Appeasing Hitler: Chamberlain, Churchill and the Road to War
- First edition cover
- Author: Tim Bouverie
- Audio read by: John Sessions
- Language: English
- Subject: British appeasement of Adolf Hitler
- Publisher: The Bodley Head
- Publication date: 18 April 2019
- Publication place: United Kingdom
- Media type: Print (hardcover and paperback)
- Pages: 512
- ISBN: 978-1-84792-440-7 (hardcover)
- Dewey Decimal: 327.41043
- LC Class: DA47.2 .B685 2019

= Appeasing Hitler =

2019 non-fiction book by Tim Bouverie

Appeasing Hitler: Chamberlain, Churchill and the Road to War, is a 2019 book by Tim Bouverie about the British policy of appeasement of Hitler in the 1930s.

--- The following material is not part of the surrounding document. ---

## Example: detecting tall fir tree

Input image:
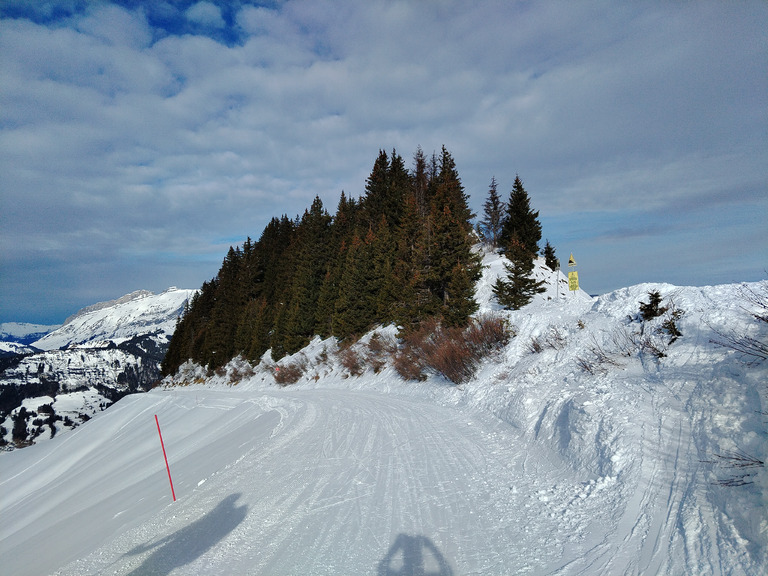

Bouverie explains the policy as a product of the British response to the First World War. Given that an enormous percentage of Britain's fighting-age men had died in a war the purpose of which no one could perceive, Bouverie describes British pacifism as the explanation of Chamberlain's appeasement policy, since "The desire to avoid a Second World War was perhaps the most understandable and universal wish in history." Bouverie describes the antisemitism of the British ruling class as the secondary cause of Britain's reluctance to stand up to Hitler.

The book is a strong response to a number of recent works of historical revisionism that have painted Chamberlain as a "super-pragmatist", much maligned since his options were limited by widespread popular pacifism and also painting him as a man who cleverly used appeasement to gain time that would enable Britain to rearm.